We chose to remove all punctuation and all stopwords since there really is no interest in keeping them.

We also lemmatize the words using the nltk library, to keep track of similar words and have a more accurate word occurence count.

We remove every words that was as present as the 20 most/least present words.

## 2.Print the terms in the pre-processed description of the IX class in alphabetical order.


In [177]:
ixBow = bagOfWords[name2id['Internet analytics']]
print('Words for Internet analytics course:')
for words in sorted(ixBow.keys(),key=lambda v: v.upper()):
    print('   -',words)

Words for Internet analytics course:
   - acquired
   - activity
   - ad
   - advertisement
   - algebra
   - algorithm
   - analytics
   - analyze
   - application
   - auction
   - balance
   - based
   - cathedra
   - chain
   - class
   - cloud
   - clustering
   - collection
   - com-300
   - combination
   - communication
   - community
   - computing
   - concrete
   - coverage
   - current
   - data
   - datasets
   - decade
   - dedicated
   - designed
   - detection
   - develop
   - dimensionality
   - draw
   - e-commerce
   - effectiveness
   - efficiency
   - exam
   - expected
   - explore
   - explores
   - field
   - final
   - foundational
   - framework
   - function
   - fundamental
   - good
   - graph
   - hadoop
   - hands-on
   - homework
   - important
   - information
   - infrastructure
   - inspired
   - internet
   - java
   - key
   - knowledge
   - lab
   - laboratory
   - large-scale
   - linear
   - machine
   - main
   - map-reduce
   - markov
   - mat

## Exercise 4.2: Term-document matrix

In [290]:
globalBagOfWords, bagOfWords = getBagOfWords()

# Som helpers variable
numTerms = len(globalBagOfWords.keys())
numCourses = len(bagOfWords.keys())
termsOrder = list(enumerate(globalBagOfWords.keys()))
coursesOrder = list(enumerate(bagOfWords.keys()))
idx2Term = {i[0]: i[1] for i in termsOrder}
term2Idx = {v: k for k,v in idx2Term.items()}
idx2Course = {i[0]: i[1] for i in coursesOrder}
course2Idx = {v: k for k,v in idx2Course.items()}

np.save('idx2Term', idx2Term)
np.save('term2Idx', term2Idx)
np.save('idx2Course', idx2Course)
np.save('course2Idx', course2Idx)

overallFreq = np.zeros(numTerms)
row = []
col = []
data  = []

# We construct the term document matrix
for courseIdx, course in coursesOrder:
    if(len(bagOfWords[course]) == 0):
        continue
    docMax = max(bagOfWords[course].values())
    for termIdx, term in termsOrder:
        if(term not in bagOfWords[course]):
            continue
        
        row.append(termIdx)
        col.append(courseIdx)
        # We use the formual seen in class
        data.append(bagOfWords[course][term]/docMax)
        # We construct at the same time what we need for the idf
        overallFreq[termIdx] += 1

# We construct the sparse matrix
tf_idf = csr_matrix((data,(row,col)))

# We compute the idf
overallFreq = np.log(numCourses/overallFreq)

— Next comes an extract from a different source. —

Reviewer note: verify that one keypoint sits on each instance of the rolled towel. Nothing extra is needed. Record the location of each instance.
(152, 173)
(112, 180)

np.save('idf',overallFreq)

# tf_idf = tf.copy()
# We multiply each row by the corresponding idf
tf_idf.data *= overallFreq.repeat(np.diff(tf_idf.indptr))

np.save('X',tf_idf)

# We convert the Compressed Sparse Row matrix to Compressed Sparse Column matrix
# Since we need a particular course
csc = tf_idf.tocsc()
# Get the index of the course
idx = course2Idx[name2id['Internet analytics']]

# Get the offsets
offset = csc.indptr[idx]
offsetEnd = csc.indptr[idx+1]

# We find the top 15 values' indices in the data and find the term corresponding to those
topTerms = [(idx2Term[csc.indices[offset+index]],tf_idf.data[offset:offsetEnd][index])  for index in np.argsort(-tf_idf.data[offset:offsetEnd])[:15]]
for term, score in topTerms:
    print(term,'\t',score)

analytics 	 2.01373274539
acquired 	 0.863028319455
develop 	 0.863028319455
main 	 0.839055310581
application 	 0.805493098158
graph 	 0.671244248465
linear 	 0.671244248465
algebra 	 0.671244248465
field 	 0.671244248465
inspired 	 0.671244248465
specifically 	 0.671244248465
seek 	 0.604119823618
statistic 	 0.604119823618
lab 	 0.549199839653
work 	 0.503433186349


## Exercise 4.3: Document similarity search

In [284]:
def docSim(di,dj):
    # Norm is done using underlying data vector, much faster than using transpose
    return (di.dot(dj)/(np.sqrt((di.data ** 2).sum())*np.sqrt((dj.data ** 2).sum()))).A[0][0]

In [287]:
# Gives the top 5 course for given terms
# Takes a space separated list of terms as argument
def query(terms):
    terms = terms.split(' ')
    
    # We get the tf-idf for the terms, tf is always 1 and idf was already computed
    data = [overallFreq[term2Idx[term]] for term in terms]
    cols = [term2Idx[term] for term in terms]
    rows = [0] * len(terms)
    
    # We create the query of shape 1 x M
    query = csc_matrix((data,(rows,cols)),shape=(1,numTerms))
    
    # We run document similarity with the query for all the documents
    results = np.array([docSim(query,tf_idf.getcol(doc)) for doc in range(numCourses)])
    top = np.argsort(-results)[:5]
    # We filter all courses with null scores
    top = [course for course in top if results[course] != 0.0]
    
    print('Top courses with query "'+" ".join(terms)+'":')
    for course in top:
        print('   -',id2name[idx2Course[course]],'\t%.3f'%results[course])
query('markov chain')
query('facebook')

Top courses with query "markov chain":
   - Applied probability & stochastic processes 	0.564
   - Applied stochastic processes 	0.563
   - Markov chains and algorithmic applications 	0.357
   - Supply chain management 	0.355
   - Statistical Sequence Processing 	0.299
Top courses with query "facebook":
   - Computational Social Media 	0.186